Ahmad Dhani Segera Duduk di Kursi Pesakitan
Musisi Ahmad Dhani memenuhi panggilan sidang perdana di PN Jaksel. Foto: Medcom.id/M Al Hasan.
Jakarta: Musisi Ahmad Dhani segera duduk di kursi pesakitan dalam kasus ujaran kebencian. Dia memenuhi panggilan sidang perdana di Pengadilan Negeri Jakarta Selatan (PN Jaksel).

Pendiri dan pemimpin grup musik Dewa 19 itu pun membantah berencana mangkir dari meja hijau. Dhani menyebut berita dirinya mencoba melarikan diri adalah hoaks buatan antek Partai Komunis Indonesia (PKI).

"Kalau ada berita Ahmad Dhani kabur karena dikejar Interpol, itu berita dari antek-antek PKI," kata Dhani di PN Jaksel, Jalan Ampera Raya No 13, Senin, 16 April 2018.


Dhani merasa tersudutkan dengan berita perjalanannya dengan Mulan Jameela, sang istri, ke Israel. Kepergian Dhani menjadi buah bibir karena perjalanan itu dilakukan menjelang persidangan. 

"Itu antek PKI yang bilang kalau Ahmad Dhani kabur dikejar Interpol dan tidak kembali ke Indonesia." tegas Dhani. 

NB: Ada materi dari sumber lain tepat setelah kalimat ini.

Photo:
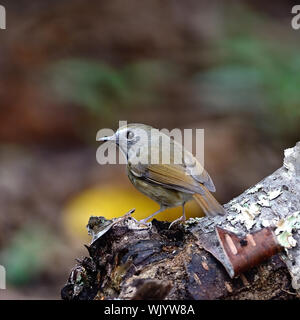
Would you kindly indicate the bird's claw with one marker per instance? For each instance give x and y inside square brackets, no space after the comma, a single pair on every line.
[143,222]
[181,219]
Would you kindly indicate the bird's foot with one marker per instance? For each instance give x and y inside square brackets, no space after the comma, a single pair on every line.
[143,223]
[181,219]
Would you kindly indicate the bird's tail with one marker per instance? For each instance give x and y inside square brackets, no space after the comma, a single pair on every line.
[210,206]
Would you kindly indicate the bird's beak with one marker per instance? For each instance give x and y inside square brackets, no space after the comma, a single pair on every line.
[111,138]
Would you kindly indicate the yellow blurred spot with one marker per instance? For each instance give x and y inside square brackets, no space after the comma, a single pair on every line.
[111,202]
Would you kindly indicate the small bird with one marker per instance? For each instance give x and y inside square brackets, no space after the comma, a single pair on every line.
[170,183]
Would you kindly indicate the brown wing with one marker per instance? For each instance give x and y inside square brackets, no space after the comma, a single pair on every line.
[170,176]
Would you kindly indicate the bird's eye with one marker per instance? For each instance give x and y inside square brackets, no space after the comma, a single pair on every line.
[129,135]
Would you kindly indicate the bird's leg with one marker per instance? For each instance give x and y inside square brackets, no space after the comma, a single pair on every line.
[144,221]
[181,219]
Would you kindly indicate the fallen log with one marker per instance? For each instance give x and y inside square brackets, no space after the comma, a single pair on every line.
[252,252]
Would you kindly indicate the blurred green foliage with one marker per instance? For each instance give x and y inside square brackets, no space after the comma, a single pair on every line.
[27,254]
[254,73]
[101,88]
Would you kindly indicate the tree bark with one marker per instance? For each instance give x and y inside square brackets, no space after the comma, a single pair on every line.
[189,261]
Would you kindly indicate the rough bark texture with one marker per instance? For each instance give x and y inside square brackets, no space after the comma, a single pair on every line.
[129,263]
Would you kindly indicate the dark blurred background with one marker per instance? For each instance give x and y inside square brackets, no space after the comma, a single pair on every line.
[69,68]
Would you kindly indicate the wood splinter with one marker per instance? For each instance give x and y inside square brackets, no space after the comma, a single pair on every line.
[245,253]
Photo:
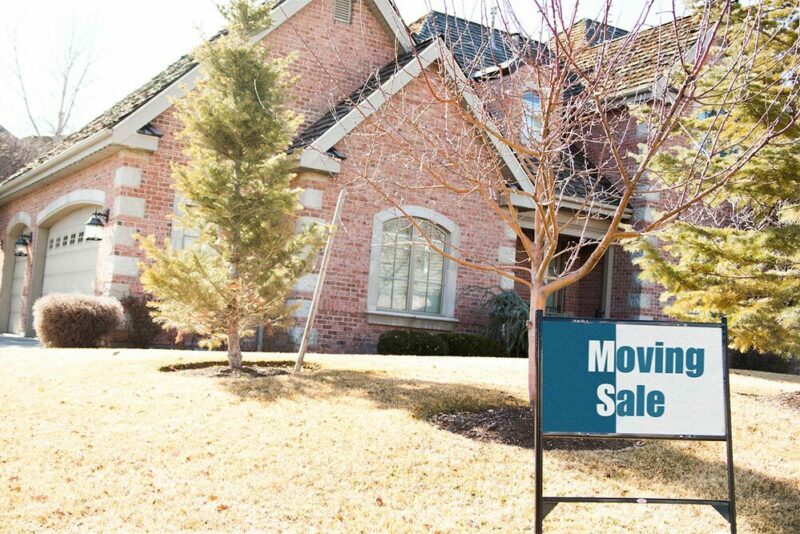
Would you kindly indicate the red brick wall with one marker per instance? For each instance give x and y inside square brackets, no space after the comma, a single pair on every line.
[331,59]
[342,324]
[582,299]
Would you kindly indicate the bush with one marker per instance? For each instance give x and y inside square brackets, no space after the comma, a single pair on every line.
[408,342]
[508,322]
[770,363]
[76,321]
[142,329]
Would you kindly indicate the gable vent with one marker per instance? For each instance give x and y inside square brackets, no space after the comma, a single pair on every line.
[343,10]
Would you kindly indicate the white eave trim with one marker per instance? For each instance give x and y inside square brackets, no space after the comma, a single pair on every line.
[317,161]
[395,24]
[374,101]
[574,203]
[476,107]
[125,132]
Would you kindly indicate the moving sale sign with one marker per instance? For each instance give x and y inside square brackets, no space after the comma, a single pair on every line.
[632,378]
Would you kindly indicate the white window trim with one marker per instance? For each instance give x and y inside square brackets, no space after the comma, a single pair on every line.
[451,268]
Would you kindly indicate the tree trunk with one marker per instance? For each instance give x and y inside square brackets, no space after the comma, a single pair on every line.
[234,348]
[538,300]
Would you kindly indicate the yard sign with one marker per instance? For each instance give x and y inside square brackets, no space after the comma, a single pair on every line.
[632,379]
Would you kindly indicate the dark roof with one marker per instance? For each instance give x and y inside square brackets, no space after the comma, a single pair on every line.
[122,109]
[474,46]
[323,124]
[593,32]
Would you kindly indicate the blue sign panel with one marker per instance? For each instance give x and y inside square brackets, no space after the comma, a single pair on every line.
[648,379]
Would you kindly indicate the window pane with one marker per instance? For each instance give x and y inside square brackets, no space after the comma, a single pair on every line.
[394,268]
[411,273]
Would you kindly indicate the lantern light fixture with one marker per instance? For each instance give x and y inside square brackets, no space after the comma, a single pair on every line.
[22,245]
[94,226]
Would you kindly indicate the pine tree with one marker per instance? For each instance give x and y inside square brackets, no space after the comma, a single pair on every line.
[741,257]
[236,190]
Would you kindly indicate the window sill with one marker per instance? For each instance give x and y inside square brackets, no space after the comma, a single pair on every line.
[410,320]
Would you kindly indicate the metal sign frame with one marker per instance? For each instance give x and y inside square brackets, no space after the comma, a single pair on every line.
[546,504]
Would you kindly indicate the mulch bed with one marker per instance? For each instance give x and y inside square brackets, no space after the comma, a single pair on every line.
[220,369]
[514,426]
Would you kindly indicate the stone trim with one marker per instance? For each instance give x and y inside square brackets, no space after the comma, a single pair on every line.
[408,320]
[79,197]
[20,217]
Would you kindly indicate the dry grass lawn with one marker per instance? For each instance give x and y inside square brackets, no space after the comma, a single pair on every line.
[104,441]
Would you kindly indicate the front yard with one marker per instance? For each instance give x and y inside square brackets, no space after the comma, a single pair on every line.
[105,441]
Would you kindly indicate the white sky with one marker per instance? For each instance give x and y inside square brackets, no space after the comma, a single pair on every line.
[133,41]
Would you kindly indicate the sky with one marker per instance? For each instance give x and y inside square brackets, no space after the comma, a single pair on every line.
[133,41]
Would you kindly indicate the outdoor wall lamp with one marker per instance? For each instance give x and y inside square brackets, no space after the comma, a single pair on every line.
[22,244]
[94,226]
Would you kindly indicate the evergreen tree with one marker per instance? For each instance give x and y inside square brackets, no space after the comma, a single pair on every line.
[236,192]
[740,257]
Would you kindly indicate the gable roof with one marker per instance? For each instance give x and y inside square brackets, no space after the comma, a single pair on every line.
[641,58]
[315,130]
[474,46]
[177,72]
[118,112]
[593,32]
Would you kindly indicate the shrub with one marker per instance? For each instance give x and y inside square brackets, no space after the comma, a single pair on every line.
[142,330]
[770,363]
[78,321]
[472,345]
[508,322]
[409,342]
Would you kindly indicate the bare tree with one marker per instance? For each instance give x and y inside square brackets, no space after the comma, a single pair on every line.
[72,62]
[558,131]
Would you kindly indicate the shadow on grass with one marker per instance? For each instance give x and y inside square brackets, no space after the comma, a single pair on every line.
[193,366]
[768,503]
[421,398]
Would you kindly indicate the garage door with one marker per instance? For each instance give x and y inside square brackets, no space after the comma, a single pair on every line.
[71,262]
[20,263]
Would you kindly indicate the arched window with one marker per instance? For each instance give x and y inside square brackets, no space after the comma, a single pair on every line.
[412,273]
[411,284]
[532,110]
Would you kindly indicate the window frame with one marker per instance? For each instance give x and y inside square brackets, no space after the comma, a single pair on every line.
[450,268]
[416,242]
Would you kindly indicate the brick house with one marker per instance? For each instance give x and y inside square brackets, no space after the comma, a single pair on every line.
[120,162]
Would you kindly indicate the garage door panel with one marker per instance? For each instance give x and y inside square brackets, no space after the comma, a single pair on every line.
[17,284]
[71,261]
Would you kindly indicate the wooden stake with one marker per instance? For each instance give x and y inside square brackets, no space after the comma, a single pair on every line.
[323,270]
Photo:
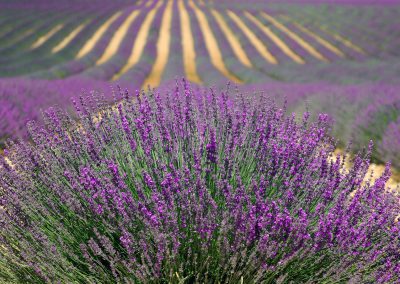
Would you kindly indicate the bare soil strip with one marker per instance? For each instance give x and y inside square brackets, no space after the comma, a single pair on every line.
[91,43]
[255,41]
[237,48]
[163,48]
[117,38]
[343,40]
[68,38]
[46,37]
[212,44]
[189,53]
[275,39]
[309,48]
[320,40]
[140,42]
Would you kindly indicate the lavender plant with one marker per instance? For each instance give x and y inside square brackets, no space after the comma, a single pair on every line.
[189,187]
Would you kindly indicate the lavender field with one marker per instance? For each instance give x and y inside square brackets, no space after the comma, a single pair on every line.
[199,141]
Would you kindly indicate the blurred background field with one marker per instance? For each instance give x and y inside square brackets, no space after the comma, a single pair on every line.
[339,57]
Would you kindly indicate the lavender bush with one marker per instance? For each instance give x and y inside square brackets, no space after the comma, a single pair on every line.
[191,187]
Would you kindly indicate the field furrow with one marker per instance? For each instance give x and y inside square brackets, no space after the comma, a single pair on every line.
[212,44]
[189,52]
[140,42]
[118,37]
[310,49]
[321,40]
[243,72]
[281,44]
[47,36]
[256,42]
[234,42]
[163,49]
[67,40]
[91,43]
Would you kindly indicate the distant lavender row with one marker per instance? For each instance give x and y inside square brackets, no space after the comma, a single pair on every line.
[361,112]
[192,187]
[22,100]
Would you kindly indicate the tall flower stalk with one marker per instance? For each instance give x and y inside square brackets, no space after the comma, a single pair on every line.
[191,186]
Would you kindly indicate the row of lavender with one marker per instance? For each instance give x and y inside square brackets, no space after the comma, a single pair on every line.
[192,186]
[376,41]
[361,112]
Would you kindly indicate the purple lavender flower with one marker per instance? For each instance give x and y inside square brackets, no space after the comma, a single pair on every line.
[218,188]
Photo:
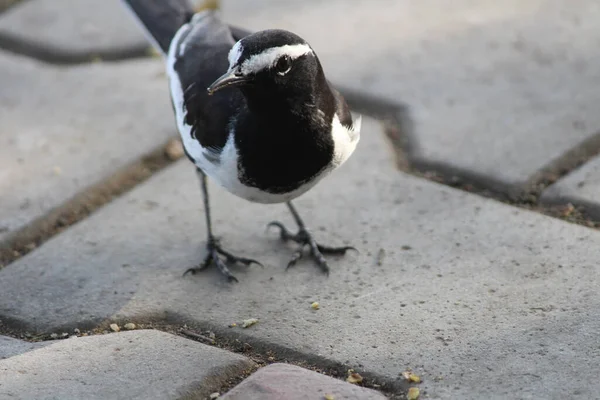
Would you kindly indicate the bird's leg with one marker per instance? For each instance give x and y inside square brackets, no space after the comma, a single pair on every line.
[304,238]
[215,251]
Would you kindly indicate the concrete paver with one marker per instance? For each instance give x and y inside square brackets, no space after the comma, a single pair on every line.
[580,187]
[143,364]
[484,80]
[479,298]
[11,347]
[71,29]
[64,129]
[288,382]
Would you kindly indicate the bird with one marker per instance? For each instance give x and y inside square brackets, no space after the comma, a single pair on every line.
[255,113]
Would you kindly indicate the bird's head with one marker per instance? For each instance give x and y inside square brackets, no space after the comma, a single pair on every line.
[271,62]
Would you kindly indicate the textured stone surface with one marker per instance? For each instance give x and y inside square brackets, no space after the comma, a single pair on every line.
[283,381]
[484,80]
[64,129]
[580,187]
[127,365]
[490,298]
[74,28]
[11,347]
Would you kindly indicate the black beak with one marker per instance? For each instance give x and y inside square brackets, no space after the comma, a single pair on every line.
[230,78]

Di sisi lain, Dhani mengaku siap menjalani sidang perdananya. Ia mengaku tidak ada persiapan khusus. "Enggak ada, orang ini enteng-enteng saja," kata dia singkat.

Baca: Jokowi: Ujaran Kebencian Masih Berseliweran

Kasus ujaran kebencian ini berawal ketika Sekretaris Jenderal Cyber Indonesia Jack Boyd Lapian melaporkan Ahmad Dhani ke polisi atas tuduhan ujaran kebencian. Dhani dianggap telah menuliskan pernyataan tak mengenakan melalui akun Twitter-nya, @AHMADDHANIPRAST, pada Februari hingga Maret 2017.

Dhani disangka melanggar Pasal 45A Ayat 2 juncto Pasal 28 Ayat 2 Undang-Undang Nomor 19 Tahun 2016 tentang Informasi dan Transaksi Elektronik juncto Pasal 55 Ayat 1 KUHP.